ASalt raises the chemical potential of water vapor, making it harder for vapor to escape the liquid
BSalt lowers the chemical potential of liquid water (via the RT ln x term), so a higher temperature is needed to make μ_liquid equal μ_vapor
CSalt increases the kinetic energy of water molecules, so more heat is needed before they can escape
DSalt forms hydrogen bonds with water that must be broken before boiling can occur
Dissolving a solute lowers the chemical potential of the solvent: μ_water(solution) = μ_water° + RT ln x_water, and since x_water < 1, the RT ln x term is negative. The liquid's chemical potential is now lower than the pure liquid's. For boiling to occur, the liquid and vapor chemical potentials must be equal — but the vapor hasn't changed, so you must heat the solution to raise the liquid's chemical potential until it matches the vapor's. That is why the boiling point rises. Options C and D describe incorrect physical mechanisms.
Question 3 True / False
At thermodynamic equilibrium, the chemical potential of a substance is equal in all phases it occupies.
TTrue
FFalse
Answer: True
This is the fundamental equilibrium condition. If chemical potential were higher in one phase, molecules would spontaneously transfer to the lower-potential phase — by definition, not equilibrium. The equality μ_liquid = μ_vapor = μ_solid (for coexisting phases) is the thermodynamic expression of phase equilibrium. It unifies ice melting, evaporation, osmotic equilibrium, and chemical reaction equilibrium under one principle: the system reaches its minimum total free energy when all chemical potentials are equalized.
Question 4 True / False
Adding a non-volatile solute to a solvent raises the chemical potential of the solvent, which is why the solvent needs a higher temperature to boil.
TTrue
FFalse
Answer: False
Dissolving a solute LOWERS the chemical potential of the solvent. In an ideal solution, μ_solvent = μ_solvent° + RT ln x_solvent. Since the mole fraction of solvent x_solvent < 1 in a solution, the logarithm is negative, reducing the chemical potential. This lowering is what causes all colligative properties: reduced vapor pressure, elevated boiling point, depressed freezing point, and osmotic pressure. The boiling point rises not because the solvent needs more energy, but because the lower chemical potential of the liquid means a higher temperature is needed for the liquid and vapor potentials to equalize.
Question 5 Short Answer
Why does dissolving any solute in a solvent lower the solvent's vapor pressure, raise its boiling point, and depress its freezing point — all from the same underlying cause?

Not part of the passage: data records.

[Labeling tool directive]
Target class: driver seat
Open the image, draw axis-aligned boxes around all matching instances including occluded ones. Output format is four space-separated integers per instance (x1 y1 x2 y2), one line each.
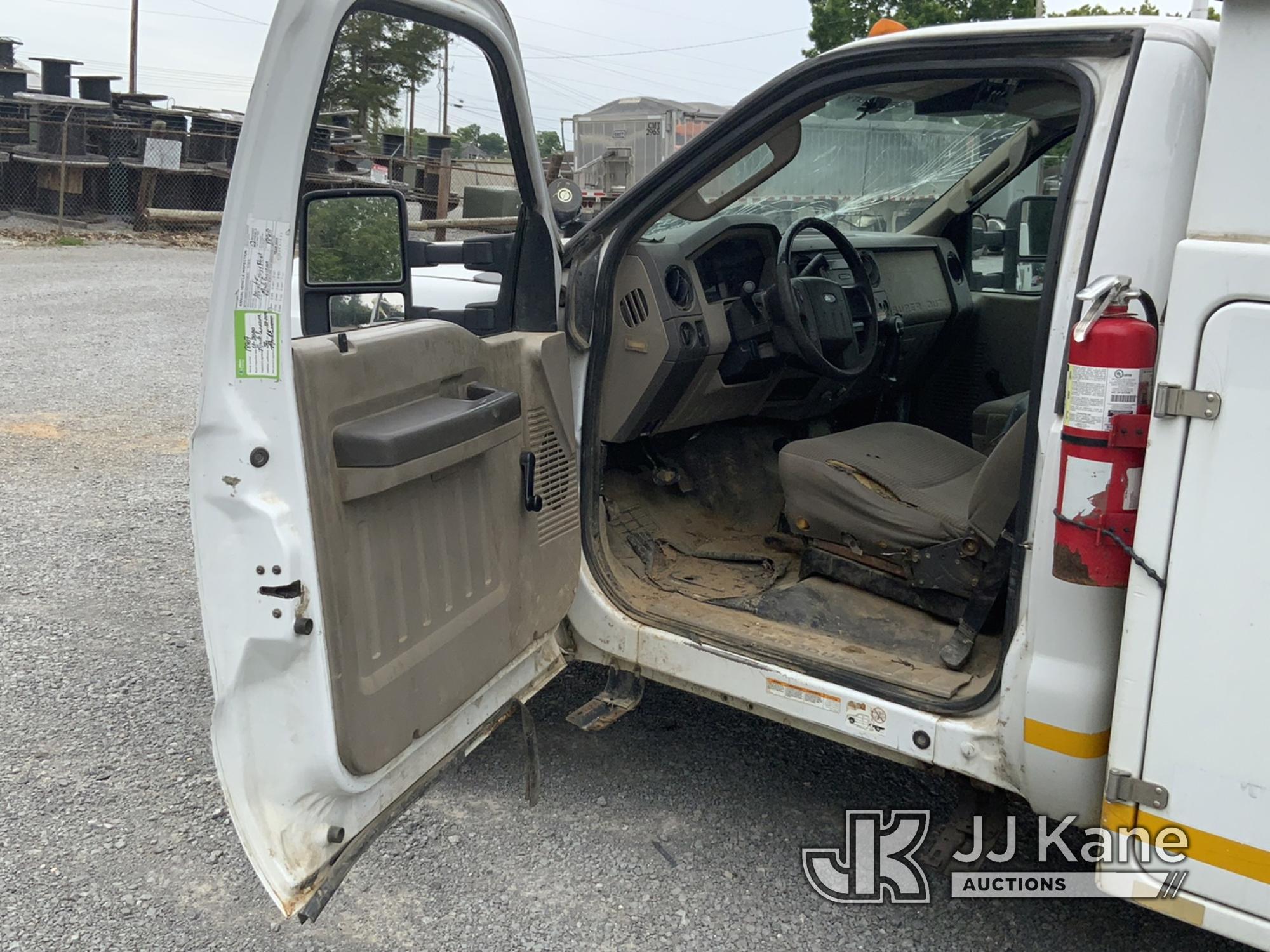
780 419 1026 559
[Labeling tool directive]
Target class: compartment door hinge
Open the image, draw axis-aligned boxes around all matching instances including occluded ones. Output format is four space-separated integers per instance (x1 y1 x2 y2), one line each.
1152 383 1222 420
1107 768 1168 810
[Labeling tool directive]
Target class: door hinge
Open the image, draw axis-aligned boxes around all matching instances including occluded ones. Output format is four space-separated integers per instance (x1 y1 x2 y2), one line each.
1152 383 1222 420
1107 768 1168 810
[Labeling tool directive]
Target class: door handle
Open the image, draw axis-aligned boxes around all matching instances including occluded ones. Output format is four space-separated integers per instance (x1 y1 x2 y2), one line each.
521 449 542 513
334 383 521 468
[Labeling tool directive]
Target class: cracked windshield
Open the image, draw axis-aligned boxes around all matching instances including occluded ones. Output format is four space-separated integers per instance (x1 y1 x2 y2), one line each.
644 80 1029 240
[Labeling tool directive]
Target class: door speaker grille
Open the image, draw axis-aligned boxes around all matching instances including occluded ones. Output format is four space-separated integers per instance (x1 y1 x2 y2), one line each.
527 406 582 545
617 288 648 327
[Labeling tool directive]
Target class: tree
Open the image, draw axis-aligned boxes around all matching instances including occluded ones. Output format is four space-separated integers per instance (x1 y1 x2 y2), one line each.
324 10 446 135
452 122 507 157
538 129 564 155
476 132 507 159
451 122 480 147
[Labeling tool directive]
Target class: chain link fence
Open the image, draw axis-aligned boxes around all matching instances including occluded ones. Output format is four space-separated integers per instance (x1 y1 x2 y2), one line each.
0 94 519 244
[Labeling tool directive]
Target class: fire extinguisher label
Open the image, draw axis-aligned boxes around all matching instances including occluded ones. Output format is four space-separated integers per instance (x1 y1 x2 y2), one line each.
1058 457 1111 519
1063 363 1151 432
1124 466 1142 513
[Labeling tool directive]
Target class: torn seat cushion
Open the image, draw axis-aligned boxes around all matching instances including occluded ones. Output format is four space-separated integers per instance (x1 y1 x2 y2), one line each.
780 423 1025 552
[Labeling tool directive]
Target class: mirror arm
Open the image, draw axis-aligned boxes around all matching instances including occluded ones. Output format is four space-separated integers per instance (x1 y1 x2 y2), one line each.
406 235 512 274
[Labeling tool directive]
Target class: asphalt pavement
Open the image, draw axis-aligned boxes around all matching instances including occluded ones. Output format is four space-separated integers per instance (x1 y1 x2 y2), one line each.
0 244 1242 952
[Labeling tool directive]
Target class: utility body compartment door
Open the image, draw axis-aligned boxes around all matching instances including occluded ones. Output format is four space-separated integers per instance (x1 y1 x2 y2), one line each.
1104 297 1270 924
190 0 580 918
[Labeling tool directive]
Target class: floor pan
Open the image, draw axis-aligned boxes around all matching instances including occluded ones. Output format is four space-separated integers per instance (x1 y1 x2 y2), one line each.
605 471 999 699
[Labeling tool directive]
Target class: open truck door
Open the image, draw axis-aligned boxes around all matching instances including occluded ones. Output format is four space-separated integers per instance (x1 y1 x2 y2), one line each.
190 0 580 919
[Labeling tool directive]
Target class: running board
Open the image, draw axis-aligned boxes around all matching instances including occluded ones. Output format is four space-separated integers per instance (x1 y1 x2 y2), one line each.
565 668 644 731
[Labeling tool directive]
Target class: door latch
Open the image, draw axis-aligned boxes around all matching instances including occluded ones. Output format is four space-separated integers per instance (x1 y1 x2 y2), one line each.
521 449 542 513
1106 768 1168 810
1152 383 1222 420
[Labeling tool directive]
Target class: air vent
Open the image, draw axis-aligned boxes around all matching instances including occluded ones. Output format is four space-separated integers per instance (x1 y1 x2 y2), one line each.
860 251 881 287
665 264 692 311
617 288 648 327
526 409 582 545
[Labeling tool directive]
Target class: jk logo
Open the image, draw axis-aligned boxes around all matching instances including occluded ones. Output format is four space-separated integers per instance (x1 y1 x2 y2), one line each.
803 810 931 902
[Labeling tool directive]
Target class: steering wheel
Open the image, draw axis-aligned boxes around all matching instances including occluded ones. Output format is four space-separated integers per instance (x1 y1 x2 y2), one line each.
775 217 878 381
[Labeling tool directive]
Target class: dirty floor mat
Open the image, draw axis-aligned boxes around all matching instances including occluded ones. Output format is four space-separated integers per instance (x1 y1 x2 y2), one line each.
714 576 956 666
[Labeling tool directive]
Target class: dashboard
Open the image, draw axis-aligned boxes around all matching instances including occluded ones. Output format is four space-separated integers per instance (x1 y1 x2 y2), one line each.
601 216 972 442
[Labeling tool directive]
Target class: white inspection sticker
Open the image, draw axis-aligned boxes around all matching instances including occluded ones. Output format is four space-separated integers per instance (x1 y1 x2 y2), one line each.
1063 363 1151 432
234 218 291 380
1058 456 1111 519
767 678 842 713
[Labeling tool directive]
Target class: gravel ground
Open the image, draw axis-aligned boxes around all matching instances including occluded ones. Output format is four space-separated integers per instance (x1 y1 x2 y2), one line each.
0 245 1242 952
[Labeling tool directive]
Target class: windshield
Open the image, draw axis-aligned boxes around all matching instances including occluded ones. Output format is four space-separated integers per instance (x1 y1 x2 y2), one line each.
645 80 1030 240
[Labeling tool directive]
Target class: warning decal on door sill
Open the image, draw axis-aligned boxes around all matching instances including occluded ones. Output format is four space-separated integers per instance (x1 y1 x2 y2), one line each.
234 311 278 380
767 678 842 713
847 701 886 737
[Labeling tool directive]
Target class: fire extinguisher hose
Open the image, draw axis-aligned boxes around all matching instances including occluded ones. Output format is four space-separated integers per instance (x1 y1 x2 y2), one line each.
1054 509 1167 590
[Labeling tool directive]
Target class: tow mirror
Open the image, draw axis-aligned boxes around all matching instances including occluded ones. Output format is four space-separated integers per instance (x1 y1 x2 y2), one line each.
1001 195 1058 293
300 189 410 335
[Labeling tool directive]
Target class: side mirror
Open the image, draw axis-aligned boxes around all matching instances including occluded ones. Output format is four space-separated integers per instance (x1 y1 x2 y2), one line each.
300 188 410 335
1002 195 1058 292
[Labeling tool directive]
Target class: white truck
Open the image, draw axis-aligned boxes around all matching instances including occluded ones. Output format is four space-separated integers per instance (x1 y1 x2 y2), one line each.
190 0 1270 948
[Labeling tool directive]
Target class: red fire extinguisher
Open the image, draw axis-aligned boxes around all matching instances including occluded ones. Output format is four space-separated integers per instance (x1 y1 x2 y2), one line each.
1054 275 1158 588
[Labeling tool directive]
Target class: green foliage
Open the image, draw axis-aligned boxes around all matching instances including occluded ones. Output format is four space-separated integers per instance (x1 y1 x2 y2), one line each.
305 195 403 284
324 10 446 135
538 129 564 155
451 122 480 146
476 132 507 159
380 126 428 156
803 0 1036 57
452 123 507 159
1050 4 1160 17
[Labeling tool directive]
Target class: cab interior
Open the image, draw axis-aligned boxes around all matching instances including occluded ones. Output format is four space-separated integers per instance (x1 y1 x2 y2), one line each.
592 74 1082 708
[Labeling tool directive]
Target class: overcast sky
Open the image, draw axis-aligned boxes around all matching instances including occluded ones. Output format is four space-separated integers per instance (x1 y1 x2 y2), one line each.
7 0 1220 147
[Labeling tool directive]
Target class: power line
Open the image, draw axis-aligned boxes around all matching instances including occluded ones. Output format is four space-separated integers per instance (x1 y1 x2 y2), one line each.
44 0 269 27
189 0 269 27
521 26 804 65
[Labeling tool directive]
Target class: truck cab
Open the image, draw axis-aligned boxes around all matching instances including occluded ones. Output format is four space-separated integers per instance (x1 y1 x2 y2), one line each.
190 0 1270 948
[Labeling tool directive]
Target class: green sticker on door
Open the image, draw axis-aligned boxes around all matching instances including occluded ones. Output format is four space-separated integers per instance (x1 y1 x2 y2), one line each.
234 311 278 380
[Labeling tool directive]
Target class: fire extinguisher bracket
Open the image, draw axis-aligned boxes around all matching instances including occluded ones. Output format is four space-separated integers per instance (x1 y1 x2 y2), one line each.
1153 383 1222 420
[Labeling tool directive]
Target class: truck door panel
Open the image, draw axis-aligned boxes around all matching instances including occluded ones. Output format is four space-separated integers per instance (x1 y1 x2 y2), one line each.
292 321 579 774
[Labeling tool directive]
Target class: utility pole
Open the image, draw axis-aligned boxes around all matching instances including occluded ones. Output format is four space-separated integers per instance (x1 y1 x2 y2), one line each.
441 33 450 136
128 0 141 93
405 86 414 159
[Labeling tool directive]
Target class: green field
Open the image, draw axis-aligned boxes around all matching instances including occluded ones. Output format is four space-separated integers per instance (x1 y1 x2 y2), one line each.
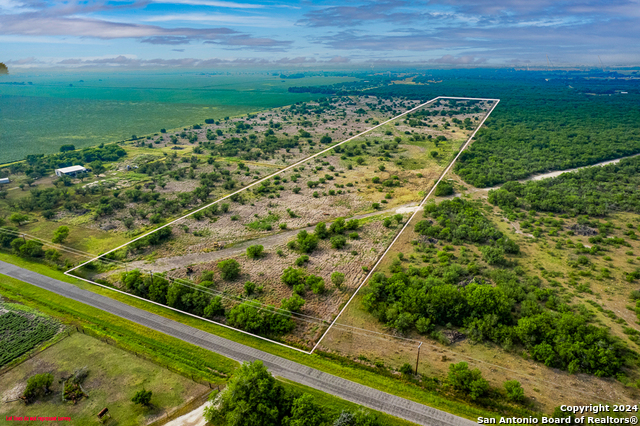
0 252 502 419
0 303 60 367
0 71 353 163
0 333 209 426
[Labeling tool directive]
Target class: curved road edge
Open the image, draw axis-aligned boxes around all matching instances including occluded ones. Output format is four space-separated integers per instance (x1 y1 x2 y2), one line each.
0 261 476 426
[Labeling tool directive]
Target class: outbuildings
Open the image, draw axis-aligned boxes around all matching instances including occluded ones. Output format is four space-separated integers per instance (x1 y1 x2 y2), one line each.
56 166 87 177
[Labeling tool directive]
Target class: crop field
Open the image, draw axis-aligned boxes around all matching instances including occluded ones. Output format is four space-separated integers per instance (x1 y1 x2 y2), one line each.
47 97 491 347
0 303 61 367
319 158 640 412
0 71 354 163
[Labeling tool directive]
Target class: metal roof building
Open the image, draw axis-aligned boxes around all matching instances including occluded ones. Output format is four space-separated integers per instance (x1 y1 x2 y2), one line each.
56 166 87 177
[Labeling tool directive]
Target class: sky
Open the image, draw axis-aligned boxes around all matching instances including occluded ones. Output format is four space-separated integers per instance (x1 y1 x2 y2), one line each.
0 0 640 69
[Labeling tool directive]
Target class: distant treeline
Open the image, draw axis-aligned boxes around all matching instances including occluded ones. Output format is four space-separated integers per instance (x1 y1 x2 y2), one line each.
290 70 640 187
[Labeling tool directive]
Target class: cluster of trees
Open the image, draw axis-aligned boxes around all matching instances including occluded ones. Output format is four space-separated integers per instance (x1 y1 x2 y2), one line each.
489 157 640 216
455 91 640 187
22 373 53 404
415 198 520 254
16 144 127 179
363 199 627 376
363 264 627 376
121 266 305 336
204 361 383 426
287 217 360 253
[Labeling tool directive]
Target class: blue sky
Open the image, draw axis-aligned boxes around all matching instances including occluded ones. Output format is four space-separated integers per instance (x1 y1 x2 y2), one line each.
0 0 640 68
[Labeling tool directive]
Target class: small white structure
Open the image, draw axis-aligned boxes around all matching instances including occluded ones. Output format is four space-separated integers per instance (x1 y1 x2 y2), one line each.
56 166 87 177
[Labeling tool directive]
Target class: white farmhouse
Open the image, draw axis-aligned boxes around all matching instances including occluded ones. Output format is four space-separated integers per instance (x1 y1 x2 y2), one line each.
56 166 87 177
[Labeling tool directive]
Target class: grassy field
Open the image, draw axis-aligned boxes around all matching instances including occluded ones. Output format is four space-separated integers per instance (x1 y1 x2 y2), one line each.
0 253 496 419
0 299 63 368
0 333 209 426
323 158 640 412
0 272 237 384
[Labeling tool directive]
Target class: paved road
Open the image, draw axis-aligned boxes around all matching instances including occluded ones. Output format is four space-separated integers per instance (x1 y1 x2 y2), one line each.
0 261 475 426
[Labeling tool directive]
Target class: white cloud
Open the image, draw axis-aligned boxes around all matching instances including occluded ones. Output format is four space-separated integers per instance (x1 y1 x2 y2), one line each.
142 13 293 28
153 0 264 9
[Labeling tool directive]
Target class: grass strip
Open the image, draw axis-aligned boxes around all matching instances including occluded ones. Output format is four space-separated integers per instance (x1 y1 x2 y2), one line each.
0 252 498 420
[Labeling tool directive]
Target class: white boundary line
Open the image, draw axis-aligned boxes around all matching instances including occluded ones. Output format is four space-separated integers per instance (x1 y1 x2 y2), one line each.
310 97 500 353
64 96 500 355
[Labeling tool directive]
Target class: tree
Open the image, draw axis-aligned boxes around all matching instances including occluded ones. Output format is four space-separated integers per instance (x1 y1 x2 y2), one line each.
314 222 329 240
51 225 69 244
329 235 347 250
504 380 524 402
22 373 53 402
446 362 489 400
399 362 413 377
305 275 324 294
9 213 29 226
434 180 454 197
204 361 285 426
280 267 306 287
89 160 105 175
296 229 318 253
218 259 240 281
280 294 304 312
331 272 344 288
244 281 256 296
204 296 224 319
320 135 333 144
286 393 328 426
247 244 264 259
131 388 153 407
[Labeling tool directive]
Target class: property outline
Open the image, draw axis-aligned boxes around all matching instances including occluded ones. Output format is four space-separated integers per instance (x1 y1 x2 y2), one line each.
64 96 500 355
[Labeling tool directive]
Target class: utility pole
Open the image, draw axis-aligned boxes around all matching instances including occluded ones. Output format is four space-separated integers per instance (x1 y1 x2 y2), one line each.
598 55 604 72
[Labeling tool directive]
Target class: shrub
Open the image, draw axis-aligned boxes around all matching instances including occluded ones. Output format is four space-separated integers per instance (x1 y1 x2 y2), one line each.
280 294 304 312
204 296 224 319
280 267 306 286
314 222 329 240
305 275 324 294
218 259 240 281
247 244 264 259
400 362 413 376
434 180 453 197
446 362 489 400
296 229 318 253
331 272 344 287
504 380 524 402
244 281 256 296
23 373 53 402
131 388 153 406
294 254 309 266
51 226 69 244
330 235 347 250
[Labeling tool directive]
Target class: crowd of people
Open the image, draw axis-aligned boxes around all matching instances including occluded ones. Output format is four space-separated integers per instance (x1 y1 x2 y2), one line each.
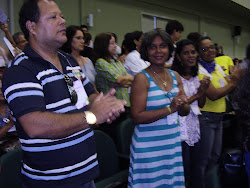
0 0 250 188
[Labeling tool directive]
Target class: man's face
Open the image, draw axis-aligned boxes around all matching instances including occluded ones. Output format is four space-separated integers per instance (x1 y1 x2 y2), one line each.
34 0 67 47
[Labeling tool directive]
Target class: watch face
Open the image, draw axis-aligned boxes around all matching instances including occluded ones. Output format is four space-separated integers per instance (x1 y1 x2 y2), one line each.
86 112 96 124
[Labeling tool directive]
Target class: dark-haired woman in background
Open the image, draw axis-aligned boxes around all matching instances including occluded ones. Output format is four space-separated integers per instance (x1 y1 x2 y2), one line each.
124 31 150 76
61 26 96 85
194 37 240 188
172 39 209 187
233 44 250 187
94 33 134 140
128 30 189 188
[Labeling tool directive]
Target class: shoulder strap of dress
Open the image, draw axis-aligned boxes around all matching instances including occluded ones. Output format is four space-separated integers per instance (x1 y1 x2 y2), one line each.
141 70 152 81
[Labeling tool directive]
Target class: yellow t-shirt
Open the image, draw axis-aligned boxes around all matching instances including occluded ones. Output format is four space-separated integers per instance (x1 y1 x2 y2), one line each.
198 64 227 113
214 55 234 76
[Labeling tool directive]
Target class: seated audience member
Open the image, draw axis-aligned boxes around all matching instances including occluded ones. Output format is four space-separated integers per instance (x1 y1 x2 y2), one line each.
61 26 96 85
172 39 210 187
124 31 150 76
0 22 20 57
12 32 28 51
233 44 250 185
165 20 184 68
215 44 234 76
80 25 94 48
111 33 122 59
80 33 94 63
0 75 20 157
193 37 244 188
187 32 202 45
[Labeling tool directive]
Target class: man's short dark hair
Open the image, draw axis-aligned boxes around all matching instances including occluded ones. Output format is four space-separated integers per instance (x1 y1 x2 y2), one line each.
165 20 184 35
19 0 40 41
140 29 174 61
12 32 24 44
171 39 198 77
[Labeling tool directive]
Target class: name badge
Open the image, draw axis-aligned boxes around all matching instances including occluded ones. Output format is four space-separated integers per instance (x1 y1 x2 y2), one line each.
167 112 179 125
73 80 89 109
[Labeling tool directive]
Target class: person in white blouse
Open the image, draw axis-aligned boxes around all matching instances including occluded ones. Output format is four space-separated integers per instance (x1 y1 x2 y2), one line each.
124 31 150 76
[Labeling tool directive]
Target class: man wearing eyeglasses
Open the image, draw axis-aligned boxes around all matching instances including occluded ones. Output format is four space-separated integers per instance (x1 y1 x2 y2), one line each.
2 0 125 188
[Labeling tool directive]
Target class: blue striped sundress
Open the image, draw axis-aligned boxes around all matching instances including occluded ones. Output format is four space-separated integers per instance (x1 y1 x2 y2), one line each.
128 70 185 188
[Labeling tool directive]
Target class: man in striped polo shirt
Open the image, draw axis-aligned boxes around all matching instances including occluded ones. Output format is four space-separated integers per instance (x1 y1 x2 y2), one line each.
2 0 125 188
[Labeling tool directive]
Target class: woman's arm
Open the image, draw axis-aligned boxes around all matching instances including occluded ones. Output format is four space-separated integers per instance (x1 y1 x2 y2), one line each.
116 74 134 87
130 73 174 124
0 117 14 138
175 72 190 116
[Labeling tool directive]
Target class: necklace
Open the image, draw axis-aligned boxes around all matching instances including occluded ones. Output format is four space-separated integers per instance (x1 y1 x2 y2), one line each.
0 105 10 127
150 67 167 87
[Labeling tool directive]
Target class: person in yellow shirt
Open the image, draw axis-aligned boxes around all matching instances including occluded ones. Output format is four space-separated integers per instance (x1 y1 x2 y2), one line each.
214 45 234 76
194 37 240 188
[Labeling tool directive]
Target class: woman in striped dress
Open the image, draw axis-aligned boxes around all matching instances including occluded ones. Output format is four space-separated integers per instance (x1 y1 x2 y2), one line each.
128 30 190 188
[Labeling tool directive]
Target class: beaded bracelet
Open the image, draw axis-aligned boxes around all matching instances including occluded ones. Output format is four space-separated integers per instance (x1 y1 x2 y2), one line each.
166 106 172 114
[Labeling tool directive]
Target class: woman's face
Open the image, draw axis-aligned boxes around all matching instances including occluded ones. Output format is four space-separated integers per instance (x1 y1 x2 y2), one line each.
134 35 143 50
177 44 197 67
147 36 169 64
108 36 117 56
199 39 216 63
71 30 84 52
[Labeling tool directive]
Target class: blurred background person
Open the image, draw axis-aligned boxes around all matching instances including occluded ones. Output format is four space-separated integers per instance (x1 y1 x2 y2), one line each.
172 39 210 187
165 20 184 68
61 26 96 85
124 31 150 76
194 37 240 188
233 44 250 183
94 33 134 140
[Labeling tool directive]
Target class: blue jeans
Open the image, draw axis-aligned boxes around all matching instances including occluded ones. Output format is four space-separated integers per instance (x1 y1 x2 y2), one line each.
193 111 223 188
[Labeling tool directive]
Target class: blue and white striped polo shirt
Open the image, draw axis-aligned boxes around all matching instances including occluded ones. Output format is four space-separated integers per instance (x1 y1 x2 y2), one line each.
2 44 98 188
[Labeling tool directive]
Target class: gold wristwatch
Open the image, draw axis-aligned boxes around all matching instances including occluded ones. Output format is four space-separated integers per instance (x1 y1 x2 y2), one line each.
84 111 97 128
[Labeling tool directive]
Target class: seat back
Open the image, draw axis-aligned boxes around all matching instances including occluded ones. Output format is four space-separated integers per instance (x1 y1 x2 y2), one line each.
0 148 22 188
94 130 119 181
117 118 135 155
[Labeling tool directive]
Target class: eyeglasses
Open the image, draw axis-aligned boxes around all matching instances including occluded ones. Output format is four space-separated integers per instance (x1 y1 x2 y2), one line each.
201 45 215 52
63 74 78 105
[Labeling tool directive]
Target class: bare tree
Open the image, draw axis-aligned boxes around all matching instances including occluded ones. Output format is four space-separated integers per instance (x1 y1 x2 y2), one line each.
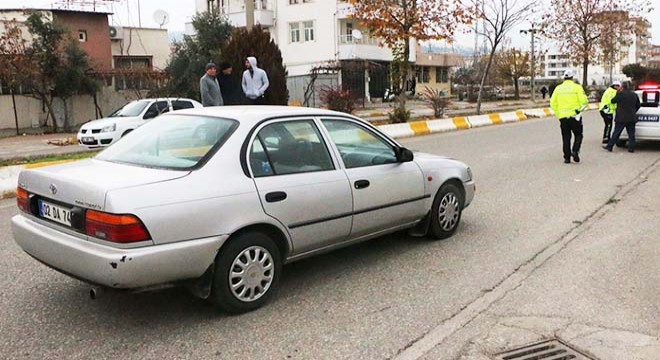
472 0 536 114
543 0 651 85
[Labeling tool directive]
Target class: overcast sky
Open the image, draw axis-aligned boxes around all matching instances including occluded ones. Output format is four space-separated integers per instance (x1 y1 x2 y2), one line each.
0 0 660 48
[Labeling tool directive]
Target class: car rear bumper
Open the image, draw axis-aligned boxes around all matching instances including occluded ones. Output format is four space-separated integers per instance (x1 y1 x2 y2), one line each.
621 122 660 140
76 133 115 147
12 215 228 289
463 180 477 208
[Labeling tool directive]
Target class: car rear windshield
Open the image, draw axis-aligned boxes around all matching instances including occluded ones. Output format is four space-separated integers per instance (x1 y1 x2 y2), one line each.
96 114 238 170
109 100 151 117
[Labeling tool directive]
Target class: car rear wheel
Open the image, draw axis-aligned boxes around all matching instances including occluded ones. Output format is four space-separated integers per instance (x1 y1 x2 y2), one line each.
429 183 465 239
210 232 282 314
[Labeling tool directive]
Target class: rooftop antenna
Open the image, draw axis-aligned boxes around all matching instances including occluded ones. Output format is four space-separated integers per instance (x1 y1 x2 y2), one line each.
154 9 170 29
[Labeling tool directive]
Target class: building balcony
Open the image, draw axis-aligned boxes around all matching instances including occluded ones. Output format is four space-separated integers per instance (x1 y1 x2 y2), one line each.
220 0 275 27
337 35 392 61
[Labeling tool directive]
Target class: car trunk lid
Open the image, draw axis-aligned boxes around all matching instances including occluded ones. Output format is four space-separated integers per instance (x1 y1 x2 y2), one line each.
18 159 190 211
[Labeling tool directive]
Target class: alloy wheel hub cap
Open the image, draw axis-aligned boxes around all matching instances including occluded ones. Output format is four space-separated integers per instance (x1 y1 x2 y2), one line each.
229 246 275 302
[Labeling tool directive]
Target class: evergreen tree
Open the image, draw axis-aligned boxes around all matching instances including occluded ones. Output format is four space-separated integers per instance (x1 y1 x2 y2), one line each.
222 25 289 105
165 12 232 99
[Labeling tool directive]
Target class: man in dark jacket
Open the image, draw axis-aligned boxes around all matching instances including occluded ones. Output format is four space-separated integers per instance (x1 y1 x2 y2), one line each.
603 82 642 152
218 62 243 105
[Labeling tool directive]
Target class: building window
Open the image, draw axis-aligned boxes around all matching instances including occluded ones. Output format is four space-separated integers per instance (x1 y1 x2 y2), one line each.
115 56 153 90
303 21 314 41
435 66 449 84
289 23 300 42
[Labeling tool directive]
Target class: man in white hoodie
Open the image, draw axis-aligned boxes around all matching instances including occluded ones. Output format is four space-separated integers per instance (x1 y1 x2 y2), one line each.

Think about your answer, then reveal below.
Model answer: All three colligative properties arise because the solute lowers the chemical potential of the solvent. The mole fraction of the solvent is less than 1 in any solution, so μ_solvent = μ_solvent° + RT ln x_solvent is reduced below the pure solvent's value. Vapor pressure drops because equilibrium between liquid and vapor requires equal chemical potentials — the lower liquid μ is matched at a lower vapor pressure (Raoult's law). Boiling point rises because you must heat the solution to bring the liquid μ back up to meet the vapor's μ. Freezing point drops because the liquid's lower μ now falls below the solid's μ at the normal freezing point, so cooling is needed to bring the solid's μ down to match. The solute's specific identity doesn't matter — only how much it lowers x_solvent.
This is the power of the chemical potential framework: one equation (μᵢ = μᵢ° + RT ln xᵢ for ideal solutions) explains an entire class of phenomena without invoking different physical mechanisms for each. The chemical potential is the thermodynamic 'pressure' driving all spontaneous transfer, and its modification by concentration is the single upstream cause of all colligative effects.